Ronald Reagan’s
Commencement Address
at Eureka College, June 7, 1957
“Almost two centuries ago a group of disturbed men met in the small Pennsylvania State House they gathered to decide on a course of action. Behind the locked and guarded doors they debated for hours whether or not to sign the Declaration which had been presented for their consideration. For hours the talk was treason and its price the headsman’s axe, the gallows and noose. The talk went on and decision was not forthcoming. Then, Jefferson writes, a voice was heard coming from the balcony:
They may stretch our necks on all the gibbets in the land. They may turn every tree into a gallow, every home into a grave, and yet the words of that parchment can never die. They may pour our blood on a thousand scaffolds and yet from every drop that dyes the axe a new champion of freedom will spring into birth. The words of this declaration will live long after our bones are dust. To the mechanic in his workshop they will speak hope; to the slave in the mines, freedom; but to the coward rulers, these words will speak in tones of warning they cannot help but hear. Sign that parchment. Sign if the next moment the noose is around your neck. Sign if the next minute this hall rings with the clash of falling axes! Sign by all your hopes in life or death, not only for yourselves but for all ages, for that parchment will be the textbook of freedom the bible of the rights of man forever. Were my soul trembling on the verge of eternity, my hand freezing in death, I would still implore you to remember this truth God has given America to be free.
As he finished, the speaker sank back in his seat exhausted. Inspired by his eloquence the delegates rushed forward to sign the Declaration of Independence. When they turned to thank the speaker for his timely words he couldn’t be found and to this day no one knows who he was or how he entered or left the guarded room.
Here was the first challenge to the people of this new land, the charging of this nation with a responsibility to all mankind. And down through the years with but few lapses the people of America have fulfilled their destiny.
Almost a century and a half after that day in Philadelphia, this nation entered a great world conflict in Europe. Volumes of cynical words have been written about that war and our part in it. Our motives have been questioned and there has been talk of ulterior motives in high places, of world markets and balance of power. But all the words of all the cynics cannot erase the fact that millions of Americans sacrificed, fought and many died in the sincere and selfless belief that they were making the world safe for democracy and advancing the cause of freedom for all men.

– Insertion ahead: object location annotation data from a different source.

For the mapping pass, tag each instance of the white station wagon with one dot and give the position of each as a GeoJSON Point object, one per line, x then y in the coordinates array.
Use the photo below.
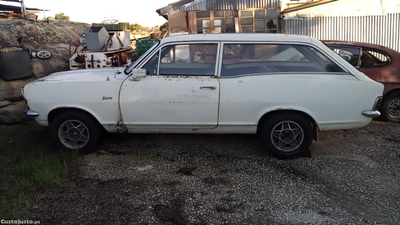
{"type": "Point", "coordinates": [286, 88]}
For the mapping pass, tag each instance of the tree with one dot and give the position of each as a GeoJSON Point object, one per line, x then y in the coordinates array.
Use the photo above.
{"type": "Point", "coordinates": [62, 16]}
{"type": "Point", "coordinates": [164, 28]}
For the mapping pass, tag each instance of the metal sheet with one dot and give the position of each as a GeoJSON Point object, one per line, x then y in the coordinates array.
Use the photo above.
{"type": "Point", "coordinates": [380, 30]}
{"type": "Point", "coordinates": [231, 5]}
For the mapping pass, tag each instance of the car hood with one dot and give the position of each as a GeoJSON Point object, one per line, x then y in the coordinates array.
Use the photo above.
{"type": "Point", "coordinates": [103, 74]}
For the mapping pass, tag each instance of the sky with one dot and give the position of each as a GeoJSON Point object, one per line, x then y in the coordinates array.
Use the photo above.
{"type": "Point", "coordinates": [142, 12]}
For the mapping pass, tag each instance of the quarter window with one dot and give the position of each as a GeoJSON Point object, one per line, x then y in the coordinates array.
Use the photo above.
{"type": "Point", "coordinates": [188, 60]}
{"type": "Point", "coordinates": [371, 58]}
{"type": "Point", "coordinates": [248, 59]}
{"type": "Point", "coordinates": [348, 52]}
{"type": "Point", "coordinates": [151, 65]}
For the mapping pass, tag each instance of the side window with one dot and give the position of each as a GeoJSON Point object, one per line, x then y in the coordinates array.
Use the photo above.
{"type": "Point", "coordinates": [188, 60]}
{"type": "Point", "coordinates": [371, 58]}
{"type": "Point", "coordinates": [248, 59]}
{"type": "Point", "coordinates": [352, 53]}
{"type": "Point", "coordinates": [151, 65]}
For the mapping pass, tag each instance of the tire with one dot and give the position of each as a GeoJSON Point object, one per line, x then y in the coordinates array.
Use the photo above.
{"type": "Point", "coordinates": [43, 54]}
{"type": "Point", "coordinates": [286, 135]}
{"type": "Point", "coordinates": [81, 132]}
{"type": "Point", "coordinates": [390, 108]}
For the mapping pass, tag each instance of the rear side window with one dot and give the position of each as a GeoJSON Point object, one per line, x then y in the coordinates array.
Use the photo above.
{"type": "Point", "coordinates": [188, 60]}
{"type": "Point", "coordinates": [371, 58]}
{"type": "Point", "coordinates": [352, 53]}
{"type": "Point", "coordinates": [248, 59]}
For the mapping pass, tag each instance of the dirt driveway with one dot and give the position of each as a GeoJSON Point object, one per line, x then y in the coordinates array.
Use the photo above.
{"type": "Point", "coordinates": [350, 177]}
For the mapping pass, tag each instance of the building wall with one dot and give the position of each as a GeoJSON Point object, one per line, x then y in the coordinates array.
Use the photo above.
{"type": "Point", "coordinates": [347, 8]}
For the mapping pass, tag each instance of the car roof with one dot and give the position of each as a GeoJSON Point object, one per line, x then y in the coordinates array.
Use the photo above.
{"type": "Point", "coordinates": [237, 37]}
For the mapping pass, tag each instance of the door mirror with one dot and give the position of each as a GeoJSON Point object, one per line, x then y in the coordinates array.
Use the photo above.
{"type": "Point", "coordinates": [137, 73]}
{"type": "Point", "coordinates": [345, 57]}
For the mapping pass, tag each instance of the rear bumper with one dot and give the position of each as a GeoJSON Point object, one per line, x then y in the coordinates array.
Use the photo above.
{"type": "Point", "coordinates": [371, 113]}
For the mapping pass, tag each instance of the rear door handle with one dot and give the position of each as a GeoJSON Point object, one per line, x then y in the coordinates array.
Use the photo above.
{"type": "Point", "coordinates": [209, 87]}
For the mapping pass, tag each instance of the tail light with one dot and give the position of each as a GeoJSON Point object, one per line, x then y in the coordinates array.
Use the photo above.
{"type": "Point", "coordinates": [378, 103]}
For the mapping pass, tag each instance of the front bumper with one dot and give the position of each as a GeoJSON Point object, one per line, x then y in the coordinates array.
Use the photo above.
{"type": "Point", "coordinates": [371, 113]}
{"type": "Point", "coordinates": [31, 113]}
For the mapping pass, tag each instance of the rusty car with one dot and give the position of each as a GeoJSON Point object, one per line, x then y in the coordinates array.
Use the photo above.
{"type": "Point", "coordinates": [381, 64]}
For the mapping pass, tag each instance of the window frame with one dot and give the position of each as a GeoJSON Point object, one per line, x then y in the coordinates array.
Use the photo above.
{"type": "Point", "coordinates": [212, 19]}
{"type": "Point", "coordinates": [321, 51]}
{"type": "Point", "coordinates": [265, 19]}
{"type": "Point", "coordinates": [346, 46]}
{"type": "Point", "coordinates": [158, 51]}
{"type": "Point", "coordinates": [380, 52]}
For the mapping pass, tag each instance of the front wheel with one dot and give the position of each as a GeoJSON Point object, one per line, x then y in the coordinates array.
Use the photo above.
{"type": "Point", "coordinates": [286, 135]}
{"type": "Point", "coordinates": [390, 108]}
{"type": "Point", "coordinates": [75, 131]}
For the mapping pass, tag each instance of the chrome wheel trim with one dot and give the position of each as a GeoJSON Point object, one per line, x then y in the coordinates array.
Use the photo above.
{"type": "Point", "coordinates": [43, 54]}
{"type": "Point", "coordinates": [287, 136]}
{"type": "Point", "coordinates": [393, 108]}
{"type": "Point", "coordinates": [73, 134]}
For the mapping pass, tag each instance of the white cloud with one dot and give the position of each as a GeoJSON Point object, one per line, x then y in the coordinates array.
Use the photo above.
{"type": "Point", "coordinates": [92, 11]}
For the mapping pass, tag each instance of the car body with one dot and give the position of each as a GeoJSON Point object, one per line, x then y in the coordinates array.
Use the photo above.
{"type": "Point", "coordinates": [381, 64]}
{"type": "Point", "coordinates": [284, 87]}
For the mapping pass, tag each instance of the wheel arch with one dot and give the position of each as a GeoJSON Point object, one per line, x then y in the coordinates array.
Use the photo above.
{"type": "Point", "coordinates": [55, 112]}
{"type": "Point", "coordinates": [396, 90]}
{"type": "Point", "coordinates": [306, 115]}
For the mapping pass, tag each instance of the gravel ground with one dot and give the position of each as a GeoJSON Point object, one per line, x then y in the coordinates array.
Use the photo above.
{"type": "Point", "coordinates": [349, 177]}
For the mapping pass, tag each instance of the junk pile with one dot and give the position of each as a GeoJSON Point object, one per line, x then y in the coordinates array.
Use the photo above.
{"type": "Point", "coordinates": [21, 64]}
{"type": "Point", "coordinates": [102, 45]}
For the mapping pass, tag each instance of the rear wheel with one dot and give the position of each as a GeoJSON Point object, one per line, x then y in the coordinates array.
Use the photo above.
{"type": "Point", "coordinates": [286, 134]}
{"type": "Point", "coordinates": [390, 108]}
{"type": "Point", "coordinates": [75, 131]}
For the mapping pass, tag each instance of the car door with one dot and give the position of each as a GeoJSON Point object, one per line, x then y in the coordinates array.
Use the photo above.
{"type": "Point", "coordinates": [180, 91]}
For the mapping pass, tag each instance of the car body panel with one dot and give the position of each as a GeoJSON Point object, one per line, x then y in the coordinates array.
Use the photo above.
{"type": "Point", "coordinates": [95, 91]}
{"type": "Point", "coordinates": [388, 75]}
{"type": "Point", "coordinates": [170, 102]}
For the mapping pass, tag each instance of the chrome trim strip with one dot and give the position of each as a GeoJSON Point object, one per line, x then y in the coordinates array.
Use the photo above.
{"type": "Point", "coordinates": [378, 103]}
{"type": "Point", "coordinates": [31, 113]}
{"type": "Point", "coordinates": [371, 113]}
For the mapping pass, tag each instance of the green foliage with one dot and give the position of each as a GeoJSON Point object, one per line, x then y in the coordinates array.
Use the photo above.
{"type": "Point", "coordinates": [30, 163]}
{"type": "Point", "coordinates": [136, 27]}
{"type": "Point", "coordinates": [62, 16]}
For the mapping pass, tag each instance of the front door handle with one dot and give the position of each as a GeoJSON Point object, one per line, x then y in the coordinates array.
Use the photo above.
{"type": "Point", "coordinates": [209, 87]}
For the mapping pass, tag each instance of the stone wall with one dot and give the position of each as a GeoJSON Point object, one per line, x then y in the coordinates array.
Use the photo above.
{"type": "Point", "coordinates": [55, 37]}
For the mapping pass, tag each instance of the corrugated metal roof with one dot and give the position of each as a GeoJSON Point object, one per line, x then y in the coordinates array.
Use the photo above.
{"type": "Point", "coordinates": [231, 5]}
{"type": "Point", "coordinates": [195, 6]}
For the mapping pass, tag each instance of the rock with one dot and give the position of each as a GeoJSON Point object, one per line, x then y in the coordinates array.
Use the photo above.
{"type": "Point", "coordinates": [11, 90]}
{"type": "Point", "coordinates": [13, 113]}
{"type": "Point", "coordinates": [4, 103]}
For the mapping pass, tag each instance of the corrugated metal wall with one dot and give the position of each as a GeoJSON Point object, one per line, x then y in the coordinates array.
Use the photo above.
{"type": "Point", "coordinates": [232, 4]}
{"type": "Point", "coordinates": [382, 30]}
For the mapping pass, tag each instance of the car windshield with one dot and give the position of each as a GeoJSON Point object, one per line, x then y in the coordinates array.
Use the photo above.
{"type": "Point", "coordinates": [129, 68]}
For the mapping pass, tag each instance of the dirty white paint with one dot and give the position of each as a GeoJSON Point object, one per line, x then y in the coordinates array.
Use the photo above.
{"type": "Point", "coordinates": [172, 104]}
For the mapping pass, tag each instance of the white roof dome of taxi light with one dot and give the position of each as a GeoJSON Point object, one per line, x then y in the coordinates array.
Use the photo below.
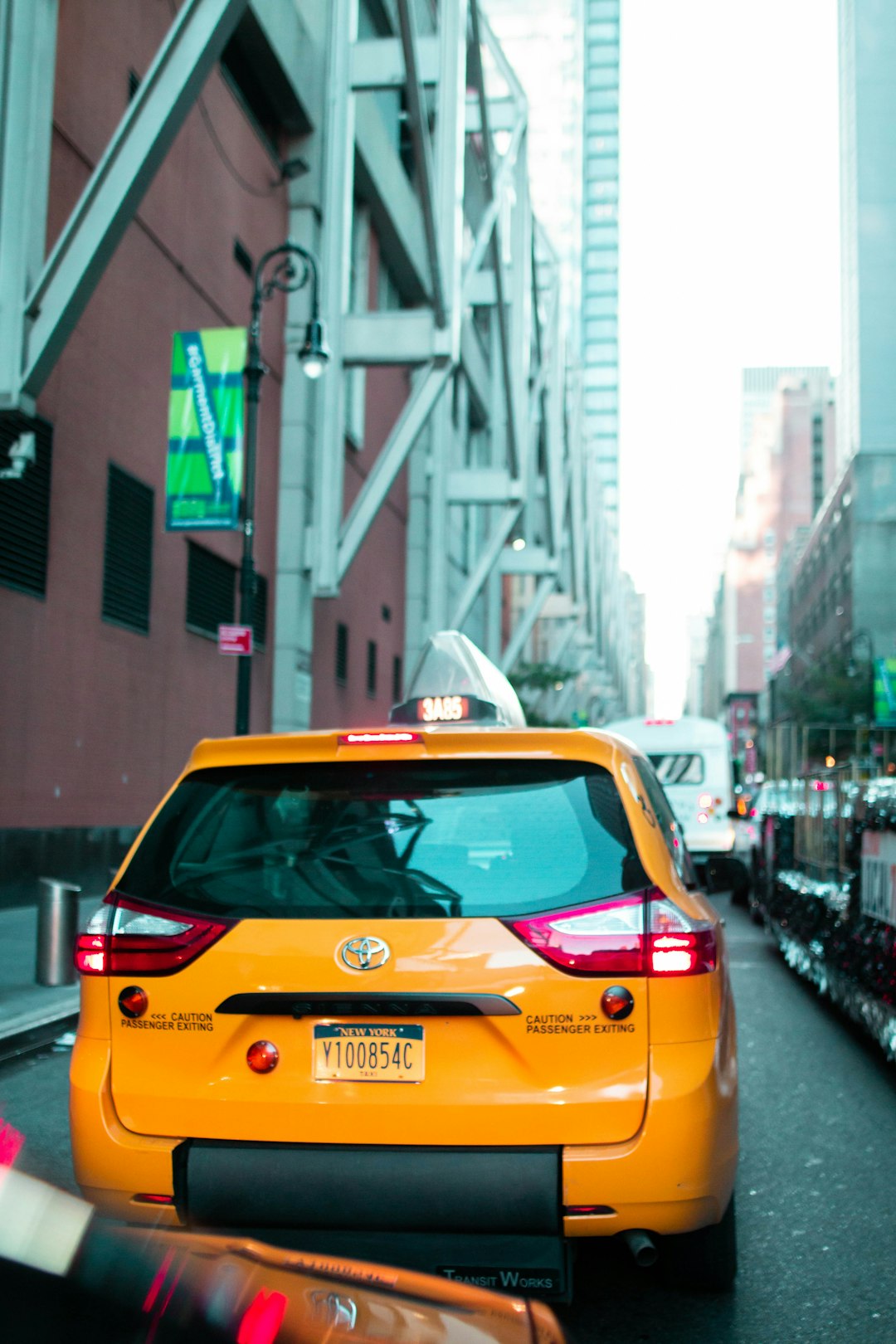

A quarter of a century later America went into World War II, and never in the history of man had the issues of right and wrong been so clearly defined, so much so that it makes one question how anyone could have remained neutral. And again in the greatest mass undertaking the world has ever seen, America fulfilled her destiny.
A short time after that war was concluded a plane was winging its way across the Pacific Ocean. It contained dignitaries of the Philippines and of our own government. Landing at a naval installation a short distance from Manila, the plane was held there while those people listened by radio to the first detonation of an experimental atomic weapon at the Bikini Atoll. Then the plane took to the air again and soon landed in Manila. There these people, together with our vice president, senators, generals and admirals, met with 250,000 Philippines in the Grand Concourse, where they watched the American flag come down and the flag of the Philippine independence take its place.
I was privileged to sit in an auditorium one night and hear one of the passengers on that plane, a great man of the Philippines, describe this scene, General Carlos Romulo, whose father was killed by American soldiers in the Philippine insurrection. As a boy, the General was taught to be a guerrilla and to fight Americans and hate them. But I saw him, with tears in his eyes, tell us how he turned to his wife that day in Manila and said, a hundred years from now will our children’s children learn in their schoolrooms that on this day an atomic weapon was detonated for the first time on a Pacific Island, or will they learn that on another Pacific Island a great and powerful nation, which had bled the flower of its youth into the sands of the island’s beaches reconquering them from a savage enemy, had on this day turned to the people of that island and for the first time in the history of man’s relationship to man had said, ‘Here, we’ve taken your country back for you. It’s yours. As we heard him, I think most of us realized once again the magnitude of the challenge of our destiny, that here indeed is “the last best hope of man on earth.”
And now today we find ourselves involved in another struggle this time called a cold war. This cold war between great sovereign nations isn’t really a new struggle at all. It is the oldest struggle of human kind, as old as man himself. This is a simple struggle between those of us who believe that man has the dignity and sacred right and the ability to choose and shape his own destiny and those who do not so believe. This irreconcilable conflict is between those who believe in the sanctity of individual freedom and those who believe in the supremacy of the state.”
Over a half a century after this speech, the cold war was won by this man and now is the battle for freedom has been in Iraq, then Afghanistan and now America itself. America is still “the last best hope for mankind.” Please vote in this election. Our country’s future is at stake.